I was able to consistently reproduce this issue on V8 on 2.3.3 device. ANR is basically a time out for Android main thread. In other words, if the main thread is not responding for more than 5 seconds, ANR will occur. In this case, ANR is caused by leaking memory. When heap size approaches the limit, performance drastically decreases. I was able to reproduce this by leaking memory on purpose by repeatedly open/closing Base UI -> Views -> ImageViews -> Image View(layout 2) until my heap was 23/24mb. Here's one of the logs: http://pastie.org/private/cuy3dvuwxytvf9sqyrqnkq At about 20/24mb, the app takes roughly 3-4 seconds to respond to my clicks, so I'm not surprised that it will take 5+ seconds at 23/24mb. Based on these findings, and analysis of the most recent log/trace, this issue is mostly likely a side effect of memory leaks.

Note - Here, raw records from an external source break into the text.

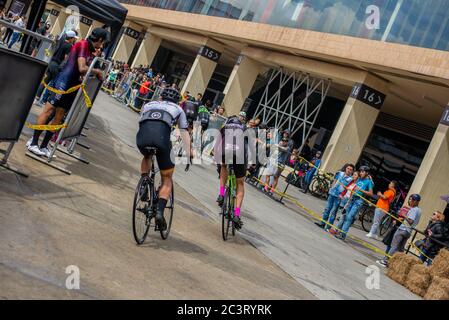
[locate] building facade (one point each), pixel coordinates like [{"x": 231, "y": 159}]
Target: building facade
[{"x": 366, "y": 82}]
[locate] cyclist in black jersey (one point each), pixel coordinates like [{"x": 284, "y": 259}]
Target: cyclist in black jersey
[{"x": 232, "y": 148}]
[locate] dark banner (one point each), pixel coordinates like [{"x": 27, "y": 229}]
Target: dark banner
[
  {"x": 17, "y": 91},
  {"x": 368, "y": 95},
  {"x": 445, "y": 117}
]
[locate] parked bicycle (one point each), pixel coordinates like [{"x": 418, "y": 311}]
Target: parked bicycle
[
  {"x": 227, "y": 210},
  {"x": 145, "y": 205}
]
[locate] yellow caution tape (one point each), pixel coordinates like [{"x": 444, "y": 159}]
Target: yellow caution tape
[
  {"x": 46, "y": 127},
  {"x": 318, "y": 217},
  {"x": 328, "y": 176}
]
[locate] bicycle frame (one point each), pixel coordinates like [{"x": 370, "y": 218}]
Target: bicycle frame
[{"x": 232, "y": 184}]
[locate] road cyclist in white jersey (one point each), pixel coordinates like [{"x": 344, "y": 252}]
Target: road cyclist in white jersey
[{"x": 156, "y": 123}]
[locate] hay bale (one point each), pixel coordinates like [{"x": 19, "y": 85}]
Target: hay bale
[
  {"x": 438, "y": 290},
  {"x": 440, "y": 265},
  {"x": 418, "y": 279},
  {"x": 399, "y": 267}
]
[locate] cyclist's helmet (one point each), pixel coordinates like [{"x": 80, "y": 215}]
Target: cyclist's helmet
[
  {"x": 171, "y": 95},
  {"x": 365, "y": 168}
]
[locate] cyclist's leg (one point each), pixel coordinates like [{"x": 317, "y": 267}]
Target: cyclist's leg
[
  {"x": 240, "y": 172},
  {"x": 223, "y": 180},
  {"x": 240, "y": 195}
]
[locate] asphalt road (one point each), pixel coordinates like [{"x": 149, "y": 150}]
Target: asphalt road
[{"x": 50, "y": 221}]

I'll be linking this bug with other memory related bugs, so we can re-visit this after those memory issues are fixed.
The general ANR error can be caused by a number of factors, including: 1) Running out of heap space 2) Indefinitely blocking the main thread The most recent re-open of this issue is primarily concerned with the ANRs found from TIMOB-7897 Since ANRs can be caused by many factors, it would be best if we opened separate ANR issues for each test case that we encounter them in, since there might be different underlying causes
Closing ticket as duplicate and links to the related ticket has been provided above.